15 Best Tourist Attractions in Prague-2

15 Best Tourist Attractions in Prague-2

Powder Tower

Among the first gates to Old Town Prague, this tower was built in the 11th century and reconstructed in the 15th century. Throughout the 17th century, the tower has been used for storing gunpowder, and that’s where it receives its own name. The royal road, the coronation path of the Bohemian kings, began in the tower, through Old Town, across the Charles Bridge as well as Prague Castle and St. Vitus Cathedral at which the kings had been crowned.
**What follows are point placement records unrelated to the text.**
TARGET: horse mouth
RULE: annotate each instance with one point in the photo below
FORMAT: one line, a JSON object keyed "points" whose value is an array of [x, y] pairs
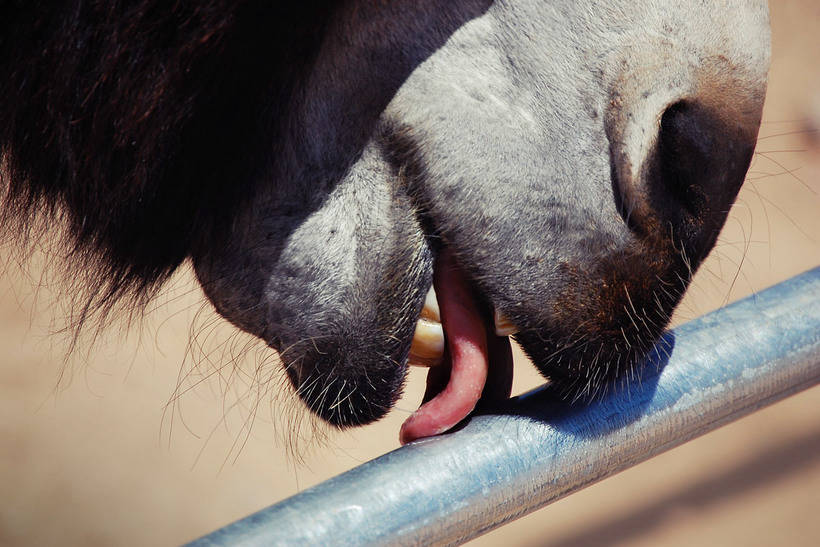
{"points": [[469, 356]]}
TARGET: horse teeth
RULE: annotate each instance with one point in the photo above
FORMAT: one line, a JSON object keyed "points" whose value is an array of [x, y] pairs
{"points": [[430, 310], [503, 326], [427, 347]]}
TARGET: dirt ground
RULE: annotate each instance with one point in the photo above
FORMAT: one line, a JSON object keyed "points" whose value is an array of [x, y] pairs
{"points": [[94, 454]]}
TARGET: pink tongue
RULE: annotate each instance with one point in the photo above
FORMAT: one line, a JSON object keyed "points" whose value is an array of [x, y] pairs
{"points": [[467, 346]]}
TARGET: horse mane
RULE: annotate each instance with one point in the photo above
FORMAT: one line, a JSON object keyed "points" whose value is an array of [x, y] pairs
{"points": [[142, 126]]}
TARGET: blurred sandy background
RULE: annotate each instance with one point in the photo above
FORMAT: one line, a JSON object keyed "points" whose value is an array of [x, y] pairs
{"points": [[92, 454]]}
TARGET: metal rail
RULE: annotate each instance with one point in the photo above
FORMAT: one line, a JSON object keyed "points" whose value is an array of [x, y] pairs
{"points": [[505, 464]]}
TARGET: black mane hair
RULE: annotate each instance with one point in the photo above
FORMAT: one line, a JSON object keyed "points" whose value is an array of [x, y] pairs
{"points": [[142, 125]]}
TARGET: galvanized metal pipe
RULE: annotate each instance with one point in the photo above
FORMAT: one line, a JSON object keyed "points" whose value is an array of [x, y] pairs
{"points": [[514, 460]]}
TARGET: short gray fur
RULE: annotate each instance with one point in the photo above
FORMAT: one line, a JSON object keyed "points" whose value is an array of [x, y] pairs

Powder Tower is linked with a covered bridge into what was the palace of King Vladislav II who reconstructed the tower in 1475. The former palace has become the Municipal House and stays connected to the tower. In the tower is a spiral stairs with 186 measures leading to this gallery, where people can get a great perspective of Old Town.

Dancing House

Prague is famous for its centuries-long period of architectural designs, together with the conclusion of this 20th century illustrated by the deconstructivist construction Dancing House, made by Czech architect Valdo Milunic and Canadian Frank Gehry. This remarkable structure comprises both static and dynamic elements and looks like a female politician swaying from the arms of her male companion, the Fred Astaire and Ginger Rogers of the architectural world.
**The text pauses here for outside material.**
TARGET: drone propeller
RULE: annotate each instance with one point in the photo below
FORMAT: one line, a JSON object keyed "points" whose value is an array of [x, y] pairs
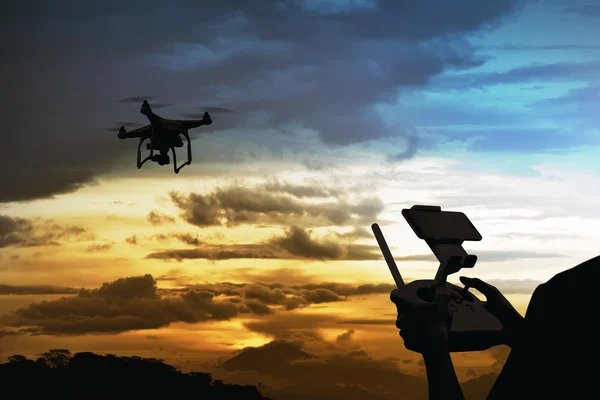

Its ultra contemporary layout generated public outcries and controversy throughout its structure; years after, Prague is pleased to flaunt its fabulous Dancing House.

Old New Synagogue

Legend tells that stone in the Second Temple in Jerusalem have been attracted to Prague by angels to construct the walls of their synagogue.
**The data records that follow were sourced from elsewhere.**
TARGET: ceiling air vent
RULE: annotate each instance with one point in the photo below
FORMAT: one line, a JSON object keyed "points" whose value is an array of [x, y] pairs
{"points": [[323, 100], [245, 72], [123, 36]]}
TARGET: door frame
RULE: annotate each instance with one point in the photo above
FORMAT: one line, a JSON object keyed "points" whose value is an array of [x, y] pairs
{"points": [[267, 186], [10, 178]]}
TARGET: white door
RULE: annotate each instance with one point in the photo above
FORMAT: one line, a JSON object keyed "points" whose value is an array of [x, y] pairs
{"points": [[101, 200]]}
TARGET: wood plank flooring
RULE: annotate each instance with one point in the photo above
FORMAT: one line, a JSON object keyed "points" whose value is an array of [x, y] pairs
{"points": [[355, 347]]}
The Old-New Synagogue is also the house of Prague’s Golem, so legend has it now. From the 16th century, Rabbi Jehud Löwa made the golem from clay and revived it with breath along with a parchment bearing directions put in its mouth. Whenever the Golem went crazy and became competitive, the Rabbi returned to clay, saying that when challenging times for Jewish folks came , the Golem might be re-awakened.

Tyn Church

One of the very famous attractions in Prague, the church’s Gothic towers soar 80 meters (260 feet ) into the sky and could be observed from all areas of the city. Like most other Prague churches, the website’s unique construction was an 11th-century Romanesque church constructed for overseas retailers who arrived to Tyn Courtyard for commerce. The current church was built in the 14th century, even though the roof, towers and gables arrived years after. Indoors, Tyn Church retains many functions of art in Gothic, Baroque and Renaissance styles.

Mala Strana

On the other end of Charles Bridge in Old Town Square located the Malá Strana or Lesser Town district. Baroque structure is the principle in Malá Strana, even though its foundation dates back to 1257 as it was recognized as a royal city.

The district hosts waterfalls, churches, parks, squares, gardens and lots of other attractions. Surrounding Lesser Town Square are bars, stores, restaurants and global embassies, housed in grand old Baroque buildings. Travelers longing for a quiet walk at a park must go for Vojan Park or even Petrin Hill.